Voir les commentaires

Beaucoup de bruit pour rien (Much Ado About Nothing)

Publié le par Rosalie210

Kenneth Branagh (1993)

Beaucoup de bruit pour rien (Much Ado About Nothing)

Cette deuxième adaptation d'une pièce de Shakespeare par Kenneth Branagh après le drame historique "Henry V" est aussi joyeuse, rayonnante et légère que la première est sombre et torturée. On en sort euphorique, avec l'impression que le soleil de Toscane a réussi à traverser l'écran pour nous englober dans son rayonnement. Ce n'est d'ailleurs pas qu'une impression. En 1993, lorsque j'ai vu le film pour la première fois au cinéma, j'y suis allé avec une terrible migraine que ce film a réussi à guérir comme par enchantement. Et un film qui guérit les migraines, ce n'est pas si fréquent!

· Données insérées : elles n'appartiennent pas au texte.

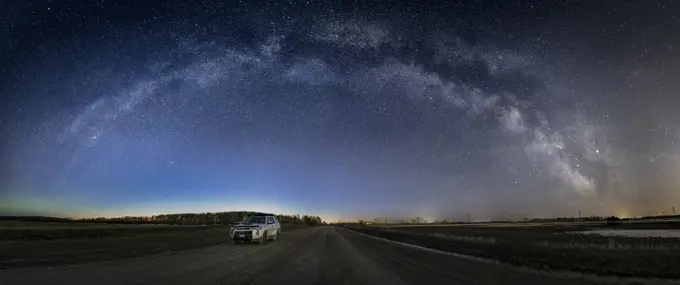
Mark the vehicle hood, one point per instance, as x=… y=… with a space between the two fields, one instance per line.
x=248 y=225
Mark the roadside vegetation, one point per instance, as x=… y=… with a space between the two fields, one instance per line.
x=554 y=246
x=46 y=241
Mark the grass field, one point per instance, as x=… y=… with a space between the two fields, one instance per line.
x=44 y=243
x=561 y=246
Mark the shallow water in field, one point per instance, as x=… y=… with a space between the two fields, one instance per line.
x=636 y=233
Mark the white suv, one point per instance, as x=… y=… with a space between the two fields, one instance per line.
x=256 y=227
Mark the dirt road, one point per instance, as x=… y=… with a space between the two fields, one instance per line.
x=321 y=255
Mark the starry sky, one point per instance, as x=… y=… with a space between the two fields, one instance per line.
x=343 y=109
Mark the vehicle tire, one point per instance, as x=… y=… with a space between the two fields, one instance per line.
x=263 y=239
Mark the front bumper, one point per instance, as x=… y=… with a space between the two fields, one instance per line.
x=246 y=234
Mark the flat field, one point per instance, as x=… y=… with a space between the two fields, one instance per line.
x=582 y=247
x=25 y=244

Il y a quand même quelques traces résiduelles du Shakespeare sombre et torturé, celui du "Conte d'hiver" au milieu de cet enchantement dionysiaque à base de jeux amoureux, de fêtes, d'agapes, d'ivresse. C'est le personnage luciférien de Don Juan (Keanu Reeves) jaloux et malfaisant qui en porte la plus large part. Refusant la main tendue de son demi-frère Don Pedro (Denzel Washington) qui est le prince légitime alors que lui n'est qu'un bâtard, il choisit de de se venger en semant la désolation autour de lui. Il est bien aidé par la crédulité (pour ne pas dire la bêtise) de Don Pedro et de son acolyte Claudio (Robert Sean Leonard, le minet benêt de service). Il suffit qu'il lui montre une scène de fornication au balcon de la chambre de celle qu'il doit épouser pour qu'il soit persuadé de la trahison de sa promise Hero (Kate Beckinsale alors encore étudiante et tout aussi lisse que son partenaire). Shakespeare nous livre alors l'une de ces scènes de violence passionnelle et destructrice dont il a le secret et qui font jaillir l'enfer au cœur du paradis. Claudio ruine son mariage avec la même violence aveugle que celle qui s'empare du roi Léonte dans "Le Conte d'hiver" et lui fait répudier sa femme et sa fille, hurlant que celle-ci "est de la graine de Polixène" (son pourtant meilleur ami).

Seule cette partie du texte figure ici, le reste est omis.